For Earth Day 2009, the N9NE Group unveiled the Regional Transportation Commission of Southern Nevada's (RTC) first Grease Bus, powered by used vegetable oil from N9NE Steakhouse.

====Playboy Club at the Fantasy Tower at the Palms====
In 2006, N9NE opened the Playboy Club at the Fantasy Tower at the Palms, the first Playboy Club since 1988, in partnership with Playboy Enterprises. Michael Morton's father, Chicago restaurateur Arnie Morton, built and operated the original chain of Playboy nightclubs. The Las Vegas Playboy Club closed in summer 2012.

===Dallas===
In Dallas, Morton and DeGraff partnered with Ross Perot Jr. to create a "new urban showcase" in Victory Park featuring Nove Italiano, N9NE Steakhouse, Ghostbar, and the retail store Stuff.

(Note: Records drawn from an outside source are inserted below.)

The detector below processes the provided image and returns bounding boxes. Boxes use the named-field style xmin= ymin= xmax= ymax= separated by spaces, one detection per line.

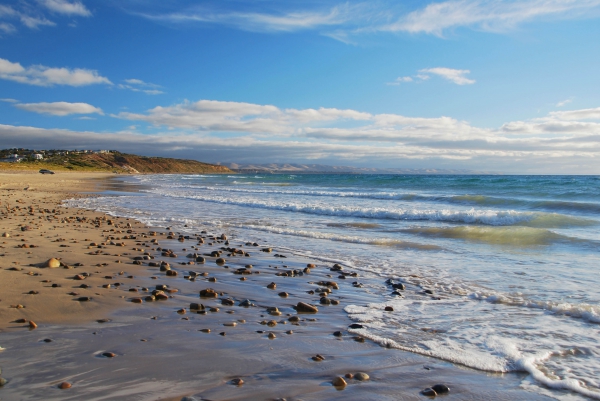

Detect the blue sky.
xmin=0 ymin=0 xmax=600 ymax=174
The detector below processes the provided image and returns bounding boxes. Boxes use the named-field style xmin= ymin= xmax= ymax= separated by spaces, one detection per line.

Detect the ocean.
xmin=69 ymin=174 xmax=600 ymax=400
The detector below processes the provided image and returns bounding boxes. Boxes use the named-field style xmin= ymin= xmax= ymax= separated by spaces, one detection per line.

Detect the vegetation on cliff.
xmin=0 ymin=149 xmax=232 ymax=174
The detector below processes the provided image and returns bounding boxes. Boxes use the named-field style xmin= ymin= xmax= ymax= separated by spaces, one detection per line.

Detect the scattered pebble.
xmin=331 ymin=376 xmax=348 ymax=388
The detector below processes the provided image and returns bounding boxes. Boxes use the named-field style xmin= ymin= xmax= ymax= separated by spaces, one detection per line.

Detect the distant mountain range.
xmin=227 ymin=163 xmax=493 ymax=174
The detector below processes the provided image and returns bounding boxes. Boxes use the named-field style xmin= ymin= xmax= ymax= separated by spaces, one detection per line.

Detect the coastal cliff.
xmin=0 ymin=151 xmax=233 ymax=174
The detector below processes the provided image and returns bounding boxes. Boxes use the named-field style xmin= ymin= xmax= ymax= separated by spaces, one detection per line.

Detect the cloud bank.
xmin=15 ymin=102 xmax=104 ymax=116
xmin=0 ymin=100 xmax=600 ymax=174
xmin=0 ymin=58 xmax=112 ymax=86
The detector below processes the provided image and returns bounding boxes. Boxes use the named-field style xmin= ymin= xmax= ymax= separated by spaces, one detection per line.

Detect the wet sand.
xmin=0 ymin=173 xmax=550 ymax=400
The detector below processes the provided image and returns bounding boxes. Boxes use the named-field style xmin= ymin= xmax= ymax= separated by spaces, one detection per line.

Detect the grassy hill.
xmin=0 ymin=152 xmax=232 ymax=174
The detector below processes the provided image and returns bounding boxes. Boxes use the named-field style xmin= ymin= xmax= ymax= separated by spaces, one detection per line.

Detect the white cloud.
xmin=0 ymin=58 xmax=112 ymax=86
xmin=40 ymin=0 xmax=92 ymax=17
xmin=380 ymin=0 xmax=600 ymax=36
xmin=386 ymin=77 xmax=413 ymax=85
xmin=139 ymin=3 xmax=358 ymax=32
xmin=0 ymin=22 xmax=17 ymax=33
xmin=549 ymin=107 xmax=600 ymax=121
xmin=419 ymin=67 xmax=475 ymax=85
xmin=118 ymin=78 xmax=165 ymax=95
xmin=20 ymin=14 xmax=56 ymax=29
xmin=556 ymin=97 xmax=573 ymax=107
xmin=15 ymin=102 xmax=104 ymax=116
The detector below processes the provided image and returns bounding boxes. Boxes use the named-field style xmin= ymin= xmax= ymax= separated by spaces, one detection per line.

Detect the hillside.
xmin=0 ymin=152 xmax=232 ymax=174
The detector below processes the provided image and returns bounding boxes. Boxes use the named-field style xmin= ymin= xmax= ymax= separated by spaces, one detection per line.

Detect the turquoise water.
xmin=69 ymin=174 xmax=600 ymax=399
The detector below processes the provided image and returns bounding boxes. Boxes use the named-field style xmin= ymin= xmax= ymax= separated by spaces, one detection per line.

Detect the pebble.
xmin=296 ymin=302 xmax=319 ymax=313
xmin=331 ymin=376 xmax=348 ymax=387
xmin=421 ymin=387 xmax=437 ymax=397
xmin=431 ymin=384 xmax=450 ymax=394
xmin=46 ymin=258 xmax=60 ymax=268
xmin=354 ymin=372 xmax=370 ymax=382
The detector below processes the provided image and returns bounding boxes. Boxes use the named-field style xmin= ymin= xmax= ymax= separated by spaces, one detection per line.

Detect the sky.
xmin=0 ymin=0 xmax=600 ymax=174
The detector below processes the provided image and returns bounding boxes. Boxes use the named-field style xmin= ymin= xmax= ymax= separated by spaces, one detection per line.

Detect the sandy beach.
xmin=0 ymin=172 xmax=550 ymax=401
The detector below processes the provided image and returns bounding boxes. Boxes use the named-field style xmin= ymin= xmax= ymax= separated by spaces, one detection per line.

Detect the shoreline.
xmin=0 ymin=173 xmax=549 ymax=400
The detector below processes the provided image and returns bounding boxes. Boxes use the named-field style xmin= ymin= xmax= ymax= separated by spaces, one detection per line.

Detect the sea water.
xmin=71 ymin=174 xmax=600 ymax=400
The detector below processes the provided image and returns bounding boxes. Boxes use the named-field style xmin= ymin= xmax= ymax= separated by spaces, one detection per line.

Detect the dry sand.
xmin=0 ymin=173 xmax=547 ymax=401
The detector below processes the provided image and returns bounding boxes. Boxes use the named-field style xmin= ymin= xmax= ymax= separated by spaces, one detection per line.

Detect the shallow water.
xmin=67 ymin=175 xmax=600 ymax=399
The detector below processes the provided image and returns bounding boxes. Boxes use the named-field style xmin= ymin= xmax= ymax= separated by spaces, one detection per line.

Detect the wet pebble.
xmin=354 ymin=372 xmax=370 ymax=381
xmin=331 ymin=376 xmax=348 ymax=387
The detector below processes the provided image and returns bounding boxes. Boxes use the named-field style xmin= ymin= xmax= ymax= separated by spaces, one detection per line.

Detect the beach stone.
xmin=46 ymin=258 xmax=60 ymax=268
xmin=221 ymin=298 xmax=235 ymax=306
xmin=200 ymin=288 xmax=218 ymax=298
xmin=269 ymin=308 xmax=281 ymax=316
xmin=421 ymin=387 xmax=437 ymax=397
xmin=431 ymin=384 xmax=450 ymax=394
xmin=331 ymin=376 xmax=348 ymax=387
xmin=296 ymin=302 xmax=319 ymax=313
xmin=354 ymin=372 xmax=370 ymax=382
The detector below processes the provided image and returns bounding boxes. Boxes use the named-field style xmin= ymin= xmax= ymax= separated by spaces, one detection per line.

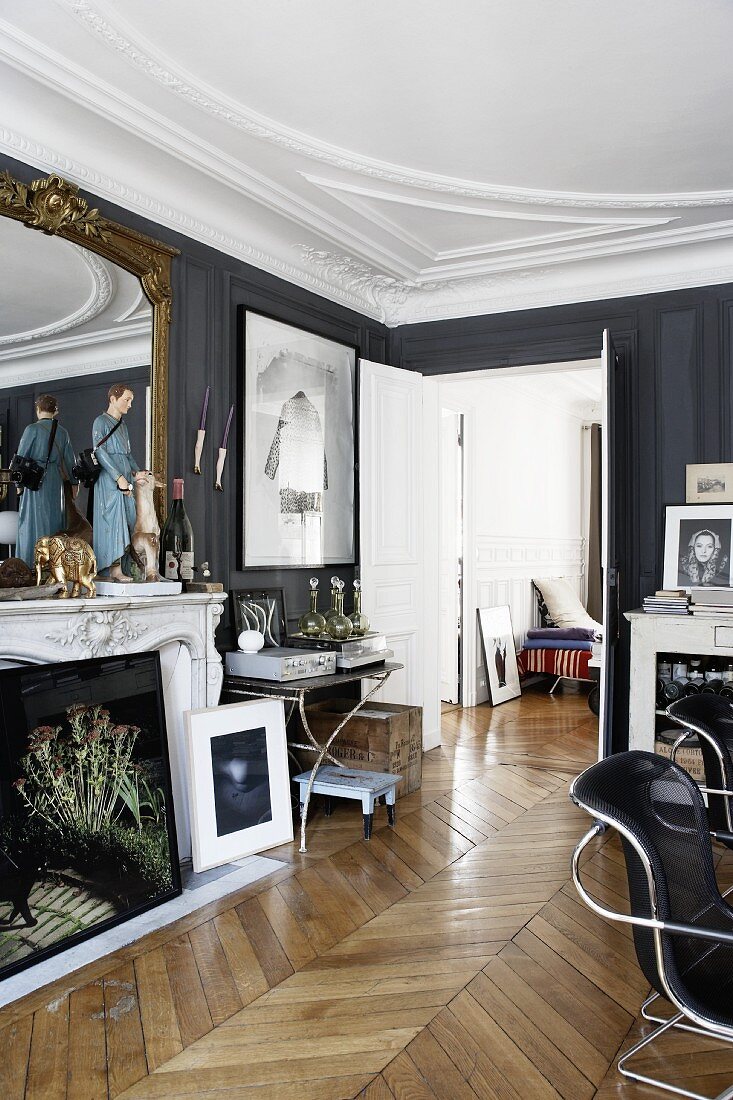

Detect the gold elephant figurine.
xmin=34 ymin=535 xmax=97 ymax=600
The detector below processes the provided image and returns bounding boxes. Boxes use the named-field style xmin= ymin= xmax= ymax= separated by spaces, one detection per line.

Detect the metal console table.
xmin=222 ymin=661 xmax=404 ymax=851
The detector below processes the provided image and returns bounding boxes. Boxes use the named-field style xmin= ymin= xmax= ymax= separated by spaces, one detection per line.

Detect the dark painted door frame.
xmin=391 ymin=307 xmax=638 ymax=751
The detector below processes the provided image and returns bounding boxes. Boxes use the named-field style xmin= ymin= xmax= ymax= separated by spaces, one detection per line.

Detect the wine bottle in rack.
xmin=161 ymin=477 xmax=194 ymax=582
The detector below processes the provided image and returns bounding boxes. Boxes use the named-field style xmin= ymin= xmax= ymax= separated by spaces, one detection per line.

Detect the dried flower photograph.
xmin=0 ymin=653 xmax=180 ymax=978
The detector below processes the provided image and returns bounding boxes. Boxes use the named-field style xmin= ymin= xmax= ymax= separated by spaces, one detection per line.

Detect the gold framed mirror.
xmin=0 ymin=172 xmax=178 ymax=519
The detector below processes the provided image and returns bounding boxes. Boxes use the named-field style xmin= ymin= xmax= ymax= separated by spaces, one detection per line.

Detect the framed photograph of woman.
xmin=240 ymin=310 xmax=357 ymax=569
xmin=661 ymin=504 xmax=733 ymax=589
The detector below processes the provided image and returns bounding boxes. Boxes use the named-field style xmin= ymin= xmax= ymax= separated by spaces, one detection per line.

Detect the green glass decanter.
xmin=349 ymin=581 xmax=369 ymax=638
xmin=324 ymin=576 xmax=343 ymax=623
xmin=326 ymin=578 xmax=353 ymax=641
xmin=298 ymin=576 xmax=326 ymax=638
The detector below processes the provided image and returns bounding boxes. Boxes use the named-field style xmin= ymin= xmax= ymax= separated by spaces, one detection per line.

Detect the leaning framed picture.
xmin=661 ymin=504 xmax=733 ymax=589
xmin=478 ymin=605 xmax=522 ymax=706
xmin=240 ymin=309 xmax=357 ymax=569
xmin=0 ymin=652 xmax=180 ymax=978
xmin=184 ymin=700 xmax=293 ymax=871
xmin=231 ymin=589 xmax=287 ymax=649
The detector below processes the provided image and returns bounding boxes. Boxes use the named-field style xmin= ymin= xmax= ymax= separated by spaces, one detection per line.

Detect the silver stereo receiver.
xmin=225 ymin=646 xmax=336 ymax=682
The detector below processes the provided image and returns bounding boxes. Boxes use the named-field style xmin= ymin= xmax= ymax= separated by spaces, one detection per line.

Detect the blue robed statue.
xmin=15 ymin=394 xmax=77 ymax=569
xmin=91 ymin=382 xmax=146 ymax=582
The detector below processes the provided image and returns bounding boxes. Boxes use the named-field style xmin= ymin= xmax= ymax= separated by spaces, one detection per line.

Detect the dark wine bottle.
xmin=161 ymin=477 xmax=194 ymax=581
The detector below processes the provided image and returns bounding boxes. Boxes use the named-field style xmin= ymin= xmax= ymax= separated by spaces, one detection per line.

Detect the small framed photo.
xmin=184 ymin=700 xmax=293 ymax=871
xmin=478 ymin=605 xmax=522 ymax=706
xmin=231 ymin=589 xmax=287 ymax=649
xmin=661 ymin=504 xmax=733 ymax=589
xmin=685 ymin=462 xmax=733 ymax=504
xmin=240 ymin=309 xmax=357 ymax=569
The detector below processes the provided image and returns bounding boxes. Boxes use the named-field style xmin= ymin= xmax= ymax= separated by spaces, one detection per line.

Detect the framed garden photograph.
xmin=231 ymin=589 xmax=287 ymax=649
xmin=184 ymin=700 xmax=293 ymax=871
xmin=661 ymin=504 xmax=733 ymax=589
xmin=685 ymin=462 xmax=733 ymax=504
xmin=0 ymin=652 xmax=180 ymax=978
xmin=478 ymin=605 xmax=522 ymax=706
xmin=241 ymin=310 xmax=357 ymax=569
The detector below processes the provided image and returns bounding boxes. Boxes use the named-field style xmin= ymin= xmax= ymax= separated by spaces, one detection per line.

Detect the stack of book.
xmin=644 ymin=589 xmax=690 ymax=615
xmin=690 ymin=589 xmax=733 ymax=618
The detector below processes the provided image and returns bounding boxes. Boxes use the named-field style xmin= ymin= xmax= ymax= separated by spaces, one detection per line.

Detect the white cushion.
xmin=532 ymin=576 xmax=603 ymax=635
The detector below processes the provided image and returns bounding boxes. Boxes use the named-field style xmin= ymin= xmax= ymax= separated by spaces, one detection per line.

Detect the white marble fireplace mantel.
xmin=0 ymin=592 xmax=227 ymax=859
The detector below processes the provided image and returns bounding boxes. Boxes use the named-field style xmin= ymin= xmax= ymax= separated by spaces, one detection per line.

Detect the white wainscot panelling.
xmin=374 ymin=581 xmax=417 ymax=616
xmin=372 ymin=382 xmax=420 ymax=564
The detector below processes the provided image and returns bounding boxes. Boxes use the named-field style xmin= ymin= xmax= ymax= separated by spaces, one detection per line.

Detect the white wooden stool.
xmin=293 ymin=765 xmax=403 ymax=840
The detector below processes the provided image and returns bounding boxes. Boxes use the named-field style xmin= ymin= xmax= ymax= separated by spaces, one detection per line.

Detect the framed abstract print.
xmin=0 ymin=652 xmax=180 ymax=978
xmin=184 ymin=700 xmax=293 ymax=871
xmin=478 ymin=605 xmax=522 ymax=706
xmin=241 ymin=310 xmax=357 ymax=569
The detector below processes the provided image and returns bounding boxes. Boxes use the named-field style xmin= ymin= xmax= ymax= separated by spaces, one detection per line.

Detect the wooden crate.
xmin=297 ymin=699 xmax=423 ymax=799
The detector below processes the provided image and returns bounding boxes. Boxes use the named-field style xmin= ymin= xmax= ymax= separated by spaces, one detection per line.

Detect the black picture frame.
xmin=477 ymin=604 xmax=522 ymax=706
xmin=661 ymin=504 xmax=733 ymax=589
xmin=238 ymin=308 xmax=359 ymax=570
xmin=0 ymin=651 xmax=182 ymax=979
xmin=230 ymin=589 xmax=287 ymax=649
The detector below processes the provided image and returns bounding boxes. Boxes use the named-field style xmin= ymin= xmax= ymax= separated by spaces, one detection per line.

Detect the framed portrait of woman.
xmin=663 ymin=504 xmax=733 ymax=589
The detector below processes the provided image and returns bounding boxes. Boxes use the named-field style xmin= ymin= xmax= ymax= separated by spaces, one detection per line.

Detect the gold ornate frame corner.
xmin=0 ymin=172 xmax=179 ymax=518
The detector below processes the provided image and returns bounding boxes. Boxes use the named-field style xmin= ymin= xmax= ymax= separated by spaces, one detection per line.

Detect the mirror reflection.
xmin=0 ymin=218 xmax=153 ymax=528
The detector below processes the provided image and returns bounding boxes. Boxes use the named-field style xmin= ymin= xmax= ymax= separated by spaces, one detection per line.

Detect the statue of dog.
xmin=130 ymin=470 xmax=162 ymax=581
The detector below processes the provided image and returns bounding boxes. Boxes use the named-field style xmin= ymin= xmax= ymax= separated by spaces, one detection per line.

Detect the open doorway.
xmin=439 ymin=359 xmax=604 ymax=706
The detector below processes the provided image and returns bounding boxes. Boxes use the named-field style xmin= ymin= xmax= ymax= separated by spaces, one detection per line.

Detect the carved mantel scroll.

==Environmental activity==
The N9NE Group, in conjunction with Green Mountain Energy's BeGreen Business division, works to make its nightclubs environmentally conscious. In 2007, the N9NE Group offset 100% of its electricity usage by purchasing renewable energy credits made from wind and biomass sources. The company also offers guests the opportunity to purchase a "BeGreen" ticket to help the company continue to purchase renewable energy credits. The N9NE Group has used Sustainable Waves' solar powered lighting and sound equipment at many of its events.